Por uma noite, código Morse volta ao rádio nos EUA

Faz pouco mais de uma década desde que a última estação de rádio de código Morse saiu oficialmente do ar, quando novas tecnologias afundaram um sistema que era usado na comunicação desde antes do Titanic. Mas como as transmissões continuam a viajar pelo cosmos muito tempo depois de seus remetentes originais desaparecerem, algumas coisas se recusam a morrer. Na semana passada, vários postos de código Morse voltaram à vida, mesmo que apenas por uma noite, com a ajuda de um grupo de entusiastas empenhado em preservar o que chamam de "música de Morse", um toque por vez.

A ocasião foi um evento anual conhecido como a Noite das Noites, realizado todos os anos no aniversário da transmissão do último código Morse de uma estação costeira da Califórnia, em 1999, que incluiu uma tradicional despedida ("Desejamos-lhe bons ventos e bons mares") e ex-operadores de rádio com lágrimas nos olhos.

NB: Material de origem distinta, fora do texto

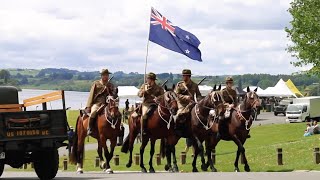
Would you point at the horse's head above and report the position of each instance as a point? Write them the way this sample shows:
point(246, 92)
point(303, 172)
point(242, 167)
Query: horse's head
point(251, 99)
point(113, 104)
point(171, 100)
point(217, 101)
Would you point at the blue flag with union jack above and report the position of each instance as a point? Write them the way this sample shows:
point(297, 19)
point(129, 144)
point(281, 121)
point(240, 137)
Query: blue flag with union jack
point(165, 34)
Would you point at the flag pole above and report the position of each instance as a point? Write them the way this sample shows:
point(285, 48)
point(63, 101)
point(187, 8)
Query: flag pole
point(145, 73)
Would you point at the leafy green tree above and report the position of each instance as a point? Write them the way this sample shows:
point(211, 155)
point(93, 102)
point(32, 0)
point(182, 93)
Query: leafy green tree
point(304, 34)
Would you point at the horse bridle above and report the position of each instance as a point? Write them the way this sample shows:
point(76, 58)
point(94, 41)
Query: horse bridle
point(107, 114)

Na terça-feira, porém, alguns desses homens estavam de volta ao trabalho, transmitindo de uma antiga sede de estação Morse no norte da Califórnia, a KPH, e conectados por duas outras estações de Seattle e uma do Alabama. Tudo para honrar um sistema que ligava o mundo muito antes da internet.

"São apenas bipes sonoros no ar, mas isso era tudo para as pessoas", disse Richard Dillman, um autointitulado "esquilo de rádio" que atua como presidente da sociedade sem fins lucrativos Rádio Marítima Histórica, que patrocina o evento. "E nós somos a única ainda em pé”.

Mais de uma dezena de voluntários se reuniu em estações de recepção e transmissão, fechada em 1997, a sede da estação é como uma cápsula do tempo, cheia de relíquias de comunicação, incluindo máquinas de teletipo, máquinas de escrever manuais e telefones rotativos – e, claro, todos os tipos de teclas de telegrafia que vão desde as versões usadas na época do próprio Samuel Morse até modelos mais modernos. Um empoeirado calendário de 1997, ainda está pendurado na parede, assim como uma cópia do pedido de socorro do Titanic.

Muitas das máquinas antigas da estação estavam em funcionamento na terça-feira, soando cliques, assobios, ruído branco e – é claro – pontos e traços. E pouco depois da meia-noite, a primeira mensagem foi enviada a uma velocidade vertiginosa por Dillman.

“Nesta data, em 1999, a morte de Morse comercial foi anunciada”, dizia. "Mas o Morse ainda vive.”